The MFS Blended Research International Equity ETF (BRIE) seeks to provide long-term capital appreciation by investing in international developed and emerging market equities. This actively managed ETF combines quantitative screening with fundamental research to select undervalued companies outside the United States across various market capitalizations and sectors.

How It Works

BRIE employs an active management approach that blends systematic quantitative models with traditional fundamental analysis conducted by MFS portfolio managers. The fund screens international markets for attractive valuation metrics, quality characteristics, and momentum factors, then applies bottom-up research to refine selections.

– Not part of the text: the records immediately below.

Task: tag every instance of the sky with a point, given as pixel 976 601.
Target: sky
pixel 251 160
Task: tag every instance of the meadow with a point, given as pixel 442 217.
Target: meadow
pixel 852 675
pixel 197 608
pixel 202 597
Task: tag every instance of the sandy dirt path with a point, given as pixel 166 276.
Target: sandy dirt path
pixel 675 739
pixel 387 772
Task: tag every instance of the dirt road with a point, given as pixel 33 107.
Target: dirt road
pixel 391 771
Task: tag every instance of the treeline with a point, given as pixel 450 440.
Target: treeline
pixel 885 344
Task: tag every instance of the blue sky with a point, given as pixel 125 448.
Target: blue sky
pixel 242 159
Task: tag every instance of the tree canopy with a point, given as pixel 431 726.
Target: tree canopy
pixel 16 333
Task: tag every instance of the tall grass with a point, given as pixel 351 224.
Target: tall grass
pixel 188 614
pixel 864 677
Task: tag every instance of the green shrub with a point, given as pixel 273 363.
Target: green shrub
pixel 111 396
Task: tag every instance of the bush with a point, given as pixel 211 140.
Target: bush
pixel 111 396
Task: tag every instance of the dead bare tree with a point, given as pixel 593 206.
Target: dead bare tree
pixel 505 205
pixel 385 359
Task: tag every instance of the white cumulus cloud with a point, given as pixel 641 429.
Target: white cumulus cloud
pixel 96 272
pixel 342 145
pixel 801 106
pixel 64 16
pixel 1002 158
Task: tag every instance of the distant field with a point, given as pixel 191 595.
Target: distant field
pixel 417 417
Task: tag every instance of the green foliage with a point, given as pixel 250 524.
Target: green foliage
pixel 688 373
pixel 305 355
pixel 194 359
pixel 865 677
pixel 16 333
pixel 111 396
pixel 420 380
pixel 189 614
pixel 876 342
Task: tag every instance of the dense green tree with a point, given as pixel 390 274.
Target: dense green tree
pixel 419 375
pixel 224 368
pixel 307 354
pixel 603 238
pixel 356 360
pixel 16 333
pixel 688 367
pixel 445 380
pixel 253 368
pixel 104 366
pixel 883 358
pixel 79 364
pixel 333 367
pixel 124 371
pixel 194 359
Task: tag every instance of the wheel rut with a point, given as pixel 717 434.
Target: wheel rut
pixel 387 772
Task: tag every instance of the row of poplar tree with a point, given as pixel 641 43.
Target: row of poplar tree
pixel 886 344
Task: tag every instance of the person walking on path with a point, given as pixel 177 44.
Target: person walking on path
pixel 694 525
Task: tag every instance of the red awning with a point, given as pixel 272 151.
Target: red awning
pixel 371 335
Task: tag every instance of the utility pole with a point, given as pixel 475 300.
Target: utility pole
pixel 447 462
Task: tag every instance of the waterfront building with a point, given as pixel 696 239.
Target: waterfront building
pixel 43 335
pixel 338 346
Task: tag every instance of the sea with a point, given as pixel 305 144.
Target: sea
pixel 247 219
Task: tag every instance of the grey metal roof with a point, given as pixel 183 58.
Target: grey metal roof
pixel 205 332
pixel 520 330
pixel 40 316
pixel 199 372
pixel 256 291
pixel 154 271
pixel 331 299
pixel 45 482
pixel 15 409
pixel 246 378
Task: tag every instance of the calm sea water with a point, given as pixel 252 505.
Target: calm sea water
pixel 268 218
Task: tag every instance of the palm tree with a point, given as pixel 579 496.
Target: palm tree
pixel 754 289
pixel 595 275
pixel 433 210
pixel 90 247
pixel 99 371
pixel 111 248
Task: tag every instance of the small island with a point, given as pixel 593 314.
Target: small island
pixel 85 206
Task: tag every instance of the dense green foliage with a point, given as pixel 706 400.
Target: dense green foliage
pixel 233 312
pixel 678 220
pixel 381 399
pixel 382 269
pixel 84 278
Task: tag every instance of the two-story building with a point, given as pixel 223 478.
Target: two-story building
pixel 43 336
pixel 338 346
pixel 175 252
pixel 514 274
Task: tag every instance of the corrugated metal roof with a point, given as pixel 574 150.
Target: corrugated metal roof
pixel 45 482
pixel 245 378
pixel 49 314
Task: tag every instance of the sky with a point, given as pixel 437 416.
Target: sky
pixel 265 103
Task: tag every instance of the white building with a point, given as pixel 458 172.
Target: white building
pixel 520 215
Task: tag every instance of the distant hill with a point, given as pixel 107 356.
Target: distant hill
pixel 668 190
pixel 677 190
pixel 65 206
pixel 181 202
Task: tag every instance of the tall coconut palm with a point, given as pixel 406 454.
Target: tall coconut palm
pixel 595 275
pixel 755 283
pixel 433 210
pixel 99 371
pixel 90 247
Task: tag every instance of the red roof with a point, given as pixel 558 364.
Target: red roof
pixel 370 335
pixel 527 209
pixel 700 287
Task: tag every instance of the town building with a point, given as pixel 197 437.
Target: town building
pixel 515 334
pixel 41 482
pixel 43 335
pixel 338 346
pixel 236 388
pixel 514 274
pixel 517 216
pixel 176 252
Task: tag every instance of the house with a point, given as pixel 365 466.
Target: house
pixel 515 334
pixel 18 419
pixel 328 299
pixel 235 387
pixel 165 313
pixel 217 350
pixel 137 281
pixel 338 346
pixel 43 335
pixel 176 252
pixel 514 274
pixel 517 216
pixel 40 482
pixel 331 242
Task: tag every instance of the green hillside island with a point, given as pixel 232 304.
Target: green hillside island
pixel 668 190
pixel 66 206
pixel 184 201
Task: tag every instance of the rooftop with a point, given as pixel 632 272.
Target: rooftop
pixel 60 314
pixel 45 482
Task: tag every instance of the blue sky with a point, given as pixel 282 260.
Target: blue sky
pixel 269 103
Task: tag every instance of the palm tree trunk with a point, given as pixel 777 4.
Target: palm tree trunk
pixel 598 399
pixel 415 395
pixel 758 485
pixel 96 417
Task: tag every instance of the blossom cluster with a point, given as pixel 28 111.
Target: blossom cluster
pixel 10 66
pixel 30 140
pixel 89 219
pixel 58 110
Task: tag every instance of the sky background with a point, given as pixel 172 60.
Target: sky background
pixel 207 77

Portfolio construction focuses on risk-adjusted returns with regular rebalancing based on changing market conditions and research insights. Holdings typically range from 50-150 companies across developed and emerging international markets.

Key Features

  • Combines quantitative screening with human expertise, potentially capturing opportunities pure index funds miss in international markets
  • Active management allows tactical positioning during market dislocations and currency fluctuations affecting international investments
  • Recently launched ETF with 0.00% expense ratio, though this promotional rate may increase after initial period

Risks

  • This ETF can lose value when active management decisions underperform passive international indexes, as manager selection risk adds uncertainty beyond market movements
  • Currency fluctuations can significantly impact returns when foreign holdings are converted to USD, potentially adding 5-15% annual volatility
  • International equity markets can decline 40-50% during global recessions, with emerging market exposure potentially amplifying volatility during crisis periods

Who Should Own This

Best suited for investors with 5+ year time horizons seeking international diversification beyond passive indexing approaches. Requires medium-to-high risk tolerance due to active management and foreign market volatility. Works as satellite holding representing 10-25% of equity allocation for investors comfortable with manager selection risk and currency exposure.